Less than 20 miles from Singapore’s skyscrapers is a completely different set of high-rise towers.
Much smaller in scale but with a big ambition, over 100 nine-meter tall towers at Sky Greens vertical farm offer a new vision of urban sustainability.
Green vegetables like bak choi and Chinese cabbage are grown, stacked in greenhouses, and sold at local supermarkets.
The idea of vertical farming goes back to the 1950s, but Jack Ng, farm owner and inventor of the system in place at Sky Greens, has patented elements of his design.
Slowly rotating on water-powered, aluminum A-frames, the vegetables pass through a trough of water every eight hours. The water powering the frames is recycled and filtered before returning to the plants. All organic waste on the farm is composted and reused.
“The plants don’t get overstressed under the sun… at the same time they can get nutrients in the water equally,” says Ng.
According to Ng the energy needed to power one A-frame is the equivalent of illuminating just one 60-watt light bulb.

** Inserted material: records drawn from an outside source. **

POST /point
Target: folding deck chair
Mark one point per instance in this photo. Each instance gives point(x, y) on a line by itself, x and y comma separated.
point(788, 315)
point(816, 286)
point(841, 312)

The farm’s first prototype was built in 2009 and since 2012 the fully operating farm has been supplying one of city’s supermarkets with weekly deliveries of its greens. The Sky Greens produce costs around 40% more than an imported Chinese equivalent.
Singapore only produces around 7% of the vegetables it consumes. While Ng believes that an expansion of its system of vertical farming could increase that to 50%, food security is less of an immediate benefit than the reduction of “food miles.”